Il metodo apparentemente mortificante della Lou è in realtà strettamente legato alle tecniche di meditazione orientale, e poi permette all’artista di mostrare la trama di filo nascosta, slabbrata e macchiata di pittura, aggiungendo eterogeneità, dinamismo e levità alle sue opere. Come fossero nuvole, appunto.
Nel dipinto The Clouds il cielo della Lou poi diventa maestoso. Composto com’è di 600 panni di perline accostati l’uno all’altro, fino a raggiungere le ragguardevoli dimensioni di oltre 15 metri per 7.
Questa serie dedicata alle nuvole è stata creata en plain air, pensando e osservando i cieli delle città tra cui si divide la vita di Liza Lou (Los Angeles e Durban).
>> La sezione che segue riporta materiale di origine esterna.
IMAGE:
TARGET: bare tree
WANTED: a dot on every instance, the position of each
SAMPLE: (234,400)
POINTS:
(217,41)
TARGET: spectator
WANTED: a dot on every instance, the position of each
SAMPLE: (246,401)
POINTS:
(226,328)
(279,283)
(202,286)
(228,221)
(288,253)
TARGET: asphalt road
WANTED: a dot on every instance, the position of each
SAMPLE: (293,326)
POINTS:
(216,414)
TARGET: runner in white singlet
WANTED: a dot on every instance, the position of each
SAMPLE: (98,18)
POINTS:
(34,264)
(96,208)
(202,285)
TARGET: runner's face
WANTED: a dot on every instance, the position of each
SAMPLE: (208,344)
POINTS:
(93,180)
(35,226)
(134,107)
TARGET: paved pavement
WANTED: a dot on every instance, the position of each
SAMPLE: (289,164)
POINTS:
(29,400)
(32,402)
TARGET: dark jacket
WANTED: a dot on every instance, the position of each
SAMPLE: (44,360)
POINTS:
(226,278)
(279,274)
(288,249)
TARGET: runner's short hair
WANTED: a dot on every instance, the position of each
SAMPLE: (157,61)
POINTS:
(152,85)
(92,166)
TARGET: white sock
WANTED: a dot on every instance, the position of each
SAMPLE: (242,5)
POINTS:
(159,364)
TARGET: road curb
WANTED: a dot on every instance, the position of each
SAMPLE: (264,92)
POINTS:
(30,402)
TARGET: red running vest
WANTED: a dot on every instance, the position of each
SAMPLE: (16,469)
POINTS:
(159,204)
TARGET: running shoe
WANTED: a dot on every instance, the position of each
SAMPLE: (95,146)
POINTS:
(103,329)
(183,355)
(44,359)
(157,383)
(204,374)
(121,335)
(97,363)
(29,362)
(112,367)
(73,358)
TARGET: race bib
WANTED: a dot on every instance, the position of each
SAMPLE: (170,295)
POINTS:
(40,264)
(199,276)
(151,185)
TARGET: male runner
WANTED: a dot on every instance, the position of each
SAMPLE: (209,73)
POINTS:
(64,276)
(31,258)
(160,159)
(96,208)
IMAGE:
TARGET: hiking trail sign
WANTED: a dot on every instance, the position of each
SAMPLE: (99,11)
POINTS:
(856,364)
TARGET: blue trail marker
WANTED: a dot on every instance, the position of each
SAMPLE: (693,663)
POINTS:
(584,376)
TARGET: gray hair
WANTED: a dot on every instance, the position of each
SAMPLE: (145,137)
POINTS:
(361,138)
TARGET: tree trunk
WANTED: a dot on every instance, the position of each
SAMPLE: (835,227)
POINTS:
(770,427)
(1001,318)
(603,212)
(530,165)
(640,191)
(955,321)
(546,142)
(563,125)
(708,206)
Lo scorso autunno è stata esposta alla galleria Lehmann Maupin di New York in una mostra intitolata Liza Lou: Classification and Nomenclature of Clouds ispirata agli scritti del metereologo dilettante Luke Howard: "Il poeta Mark Strand ha recentemente scritto ‘Le nuvole sono pensieri senza parole’- spiegava il comunicato stampa della mostra- Classificando e nominando le nuvole [Howard], ha influenzato egualmente pittori e poeti."
Nella stessa mostra sono stati esposti anche due disegni di Liza Lou (trovate due fotografie in fondo a questo post). Che c’è di strano? Beh per farli l’artista ha impiegato 11 anni dato che sono composti da migliaia di minuscoli cerchi concentrici accostati l’uno l’altro. Ma non basta, perchè la Lou ogni volta che tracciava un cerchiolino cantava la parla’ oh’. Pare che la melodia che è venuta fuori registrando i vocalizzi dell’artista, a discapito di quanto si potrebbe pensare, abbia rapito gli spettatori della mostra.